Conservatives erase Internet history
The Conservative Party has attempted to erase a 10-year backlog of speeches from the internet, including pledges for a new kind of transparent politics the prime minister and chancellor made when they were campaigning for election.
Prime minister David Cameron and chancellor George Osborne campaigned on a promise to democratise information held by those in power, so people could hold them to account. They wanted to use the internet transform politics.
But the Conservative Party has removed the archive from its public facing website, erasing records of speeches and press releases going back to the year 2000 and up until it was elected in May 2010.
It also struck the record of their past speeches off internet engines including Google, which had been a role model for Cameron and Osborne’s “open source politics”.
And it erased the official record of their speeches from the Internet Archive, the public record of the net – with an effect as alarming as sending Men in Black to strip history books from a public library and burn them in the car park.
Sometime after 5 October, when Computer Weekly last took a snapshot of a Conservative speech from the Internet Archive, the Tory speech and news archive was eradicated.
Conservatives posted a robot blocker on their website, which told search engines and the Internet Archive they were no longer permitted to keep a record of the Conservative Party web archive.
The Internet Archive was unavailable for comment. But a fortnight after Computer Weekly started asking its San Francisco HQ for an explanation, the Conservative speeches have begun reappearing on its site.

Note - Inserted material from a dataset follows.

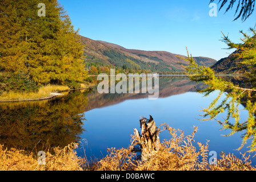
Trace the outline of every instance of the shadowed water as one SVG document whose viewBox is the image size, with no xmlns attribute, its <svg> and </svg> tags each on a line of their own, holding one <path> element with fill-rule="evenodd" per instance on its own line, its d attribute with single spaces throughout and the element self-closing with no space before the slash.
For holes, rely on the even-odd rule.
<svg viewBox="0 0 256 182">
<path fill-rule="evenodd" d="M 202 108 L 207 107 L 218 93 L 203 97 L 195 88 L 205 86 L 183 76 L 162 76 L 157 100 L 149 100 L 147 93 L 99 94 L 94 88 L 47 101 L 1 103 L 0 143 L 35 152 L 46 144 L 63 147 L 79 142 L 79 156 L 100 159 L 107 154 L 107 148 L 128 147 L 133 129 L 140 130 L 139 117 L 151 115 L 157 126 L 167 123 L 185 135 L 191 134 L 193 126 L 198 126 L 195 146 L 209 140 L 209 151 L 238 156 L 249 149 L 234 150 L 240 146 L 242 133 L 225 136 L 222 135 L 230 131 L 220 131 L 221 126 L 215 121 L 197 119 L 202 119 Z M 241 119 L 246 117 L 246 111 L 242 111 Z M 170 135 L 163 132 L 159 136 L 162 140 Z"/>
</svg>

CW had asked the Internet Archive to explain how the historic record of the lead party in the coalition that holds power in the UK could simply be erased.
The Conservative Party’s robot blocker forced the Internet Archive to remove the entire record of speeches and news it had collected, in 1,158 snapshots it took of the Conservative website since 8 May 1999.
The Conservative bot blocker listed all the pages barred for public consumption thus (excerpt):
For pages at these addresses, the Internet Archive reported: “Page cannot be crawled or displayed due to robots.txt”.
An administrator at the Internet Archive HQ in San Francisco said its guidance for lawyers explained the mechanism. That was that if a website, like Conservatives.com, put up a robot blocker, those pages it blocked would simply be erased from the record as a matter of etiquette.
The erasure had the effect of hiding Conservative speeches in a secretive corner of the internet like those that shelter the military, secret services, gangsters and paedophiles.
The Conservative Party HQ was unavailable for comment. A spokesman said he had referred the matter to a “website guy”, who was out of the office.
It wasn’t always going to be like this.
Such as when the prime minister first floated his groovy idea that the democratisation of information would transform politics, at the Google Zeitgeist Europe Conference, on 22 May 2006.
“You’ve begun the process of democratising the world’s information,” he told the Googlers. “Democratising is the right word to use because by making more information available to more people, you’re giving them more power.
“Above all, the power for anyone to hold to account those who in the past might have had a monopoly of power – whether it’s government, big business, or the traditional media,” said Cameron, who was then campaigning for power as leader of the Conservative opposition.
Cameron was going to make sure the information revolution would hold people like prime ministers to account, he said another speech on 11 October 2007, at the Google Zeitgeist Conference in San Francisco.
“It’s clear to me that political leaders will have to learn to let go,” he said then. “Let go of the information that we’ve guarded so jealously.”
Transparency would make public officials accountable to the people, said Cameron then. He was riding at the front of the wave that would wash us into a new world, and a new age.
Likewise the chancellor, who on delivering his landmark “Open Source Politics” speech at the Royal Society of Arts on 8 March 2007, declared his ambition was “to recast the political settlement for the digital age”.
“We need to harness the Internet to help us become more accountable, more transparent and more accessible – and so bridge the gap between government and governed,” said Osborne.
“The democratization of access to information… is eroding traditional power and informational imbalances.
“No longer is there an asymmetry of information between the individual and the state, or between the layperson and the expert,” said the Chancellor when he was campaigning for election.
If the Conservative Party had moved its speeches and news archive to a more convenient location it had managed to do it in a way that hid it from the search engines. It might before long end up at the Oxford University’s Bodleian Library, which keeps the official Conservative Party archive of really old stuff like speeches from the days before the internet.
The robot blocker – a robots.txt file – tells software bots run by sites like Google and the Internet Archive to bog off. The bots grab web pages for the benefit of plebs like those Cameron and Osborne claimed to be speaking for in those years before they were elected. The bots were what made the democratization of information possible. It was bots that inspired Cameron and Osborne. It was bots that were going to free us from serfdom in the way they said we would be. Without the bots you just had pockets of power and privilege for those in the know. Without the bots you just had the same old concentration of wealth and po wer there had always been, since long before the Internet Archive started taking snapshots of the Conservative website in 1999.